But the Gophers showed an impressive streak of resiliency on Saturday not often seen from them down the stretch.

Capitalizing on two key second half turnovers, the Gophers commanded control over Northwestern in the final 30 minutes en route to a 20-17 upset - Minnesota's first Big Ten victory of the season.

Was it the "signature victory" Kill and the Gophers have been searching for in the last three years? No, but it is as close to that distinction as Minnesota has gotten.

The win, which came with Kill watching from the press box, marked the Gophers' first Big Ten victory in four years against a team not named Iowa, Purdue or Illinois.

Northwestern didn't look like the team that rose to No. 16 nationally after a 4-0 start and put Ohio State's unbeaten streak in serious jeopardy two weeks ago. The Wildcats offense, without two of its best players (RB Venric Mark and QB Kain Colter) was left baffled all afternoon, held in check by a suddenly revitalized defense.

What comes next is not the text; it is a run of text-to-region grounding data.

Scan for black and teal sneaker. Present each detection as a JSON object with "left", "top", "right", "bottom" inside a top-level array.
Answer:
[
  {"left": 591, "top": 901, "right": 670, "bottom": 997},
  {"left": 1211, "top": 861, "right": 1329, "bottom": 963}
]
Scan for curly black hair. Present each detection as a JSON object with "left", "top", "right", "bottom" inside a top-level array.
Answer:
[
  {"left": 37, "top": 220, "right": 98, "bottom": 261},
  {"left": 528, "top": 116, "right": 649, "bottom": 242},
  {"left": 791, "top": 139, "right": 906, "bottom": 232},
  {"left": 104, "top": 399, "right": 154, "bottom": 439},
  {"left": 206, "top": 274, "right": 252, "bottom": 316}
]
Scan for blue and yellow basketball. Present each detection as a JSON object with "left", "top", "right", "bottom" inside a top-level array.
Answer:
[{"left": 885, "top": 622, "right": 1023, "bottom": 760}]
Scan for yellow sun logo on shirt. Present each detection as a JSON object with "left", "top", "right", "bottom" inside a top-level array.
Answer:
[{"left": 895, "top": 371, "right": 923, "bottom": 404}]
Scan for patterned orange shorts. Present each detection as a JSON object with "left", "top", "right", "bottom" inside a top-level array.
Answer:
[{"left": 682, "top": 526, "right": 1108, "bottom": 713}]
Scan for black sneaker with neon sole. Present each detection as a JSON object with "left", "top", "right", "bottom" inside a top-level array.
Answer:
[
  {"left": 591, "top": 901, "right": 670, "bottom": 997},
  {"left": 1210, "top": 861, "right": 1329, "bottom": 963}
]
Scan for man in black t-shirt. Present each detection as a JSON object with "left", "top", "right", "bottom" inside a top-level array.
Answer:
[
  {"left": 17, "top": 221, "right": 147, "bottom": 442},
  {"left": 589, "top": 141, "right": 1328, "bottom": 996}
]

However, while Northwestern was not at full strength, that doesn't take away from the Gophers' performance. Under a cloud of outside factors, the Gophers responded with acting head coach Tracy Claeys at the helm for a win that brought a new surge of life to their season.

Saturday takeaways

• There's no getting away from the now weekly quarterback debate. This time there is good reason for it. Redshirt freshman Mitch Leidner got the start, but after the offense sputtered early, on came sophomore Philip Nelson

In three quarters, Nelson may have earned his starting spot back. Nelson help to awaken the offense, leading a game-tying touchdown drive on his first possession back in the Gophers huddle. He missed on only three passes (8-of-11) on his way to 112 yards.

• Senior defensive tackle Ra'Shede Hageman's afternoon was reminder why he is on the radar of NFL scouts. Hageman was an anchor on a Gophers defense that weathered a few miscues to eventually keep Northwestern's offense a disjointed mess. Hageman tallied his first career interception with a second quarter pick.

• But it's not Hageman who should get defensive MVP honors this time. Senior linebacker James Manuel's career performance was highlighted by 24-yard pick-six that turned the game's momentum squarely in Minnesota's favor. Manuel added one of the Gophers' three sacks among his five tackles.

• Minnesota likes to mix it up with its stable of running backs, but David Cobb made another strong case Saturday as to why he should be the Gophers' primary back. Cobb rumbled to his second 100-yard game (103) After the "U" rushing attack was stagnate for much of the first half, Cobb totaled 67 of his yards in the final two quarters.

• Injury concerns in the secondary resulted in Brock Vereen shifting from safety to cornerback. The move did nothing to alter the senior's impact. Vereen had two pass break-ups on Northwestern's final drive that sealed the victory for the Gophers.

• In Vereen's place at safety, sophomore Antonio Johnson had a team-leading 11 tackles in his first career start.

• Northwestern's three turnovers to the zero committed by the Gophers was a crucial game-changer.

• The Gophers committed as many penalties Saturday (nine for 89 yards) as they had in their first four games combined. But some of those calls were questionable, including a bizarre illegal pick penalty that took away a touchdown in the third quarter.

• Gophers punter Peter Mortell tied his career record with seven punts, one more than Northwestern's Brandon Williams. Mortell posted a 44.7 yard per punt average. With a 43.3-yard average, he is currently on-track for one the top-3 best seasons by a Gophers punter.